The second-round of shocks to dampen the APAC's recovery from coronavirus and stimulus packages provide partial relief only.
Asia's policy response will cushion but not fully offset the economic and financial fallout from the coronavirus outbreak.
Governments across the region have been swift in putting in place policies to support businesses and workers amid the coronavirus outbreak.
These efforts will help mitigate credit-negative pressures on companies, banks and the broader economy, but they will not fully offset the economic and credit damage.
Sharply lower economic activity and fiscal expansion will be credit negative for sovereign credit profiles.
Asia's external and fiscal buffers are more robust, which will provide most countries with greater space to deliver on policy easing.
However, the coronavirus is exposing vulnerabilities and Moody's expect policy space to be constrained for economies with existing fiscal challenges or elevated external vulnerabilities, or both. "Asia has significantly stronger external and fiscal buffers compared with other emerging markets, which provides the region more space as a whole to deliver on policy easing. However, the starting points differ quite a bit with frontier economies such as Mongolia (B3 stable), Pakistan (B3 stable) and Sri Lanka (B2 stable) on a weaker footing compared with higher-income economies such as Singapore, Hong Kong, Korea and Australia," Moody's stated.
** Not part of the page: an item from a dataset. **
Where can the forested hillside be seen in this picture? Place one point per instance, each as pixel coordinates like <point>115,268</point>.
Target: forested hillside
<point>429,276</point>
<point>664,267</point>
The widening spread of the coronavirus, deteriorating global economic outlook, falling commodity prices and volatile financial markets are creating a severe credit shock across many sectors in the Asia-Pacific region.
The economic damage will likely be severe and credit conditions globally will likely deteriorate in 2020.
Governments in Asia have largely focused their policy response on mitigating the immediate economic damage to businesses and households of slowing economic activity.
However, these measures will not completely offset the effects of the economic shock, which has been rapid and pervasive.
The transmission of these effects has three main channels: country-specific shock; shock created by economic spillovers to the rest of the region; and second round shock emanating from the region
Moody's stated that the coronavirus crisis is manifesting itself through three types of shocks in APAC - country-specific, regional and second-round - and that government relief measures, though swift and extensive, will not be enough to offset the effects on the economy. "Widespread containment measures are crippling domestic consumption and production, which is spilling over to other parts of the region in the form of lower demand for commodities, imported goods and services, and supply chain disruptions," said Deborah Tan, a Moody's Assistant Vice President.
Further, the economic spillovers from country-specific shocks are quickly escalating into second-round shocks, as while China has resumed economic activity and production, other economies are still grappling with the spread of the virus.
Slower economic growth will weigh on the resumption of supply chains and trade flows, particularly for tourism and retail.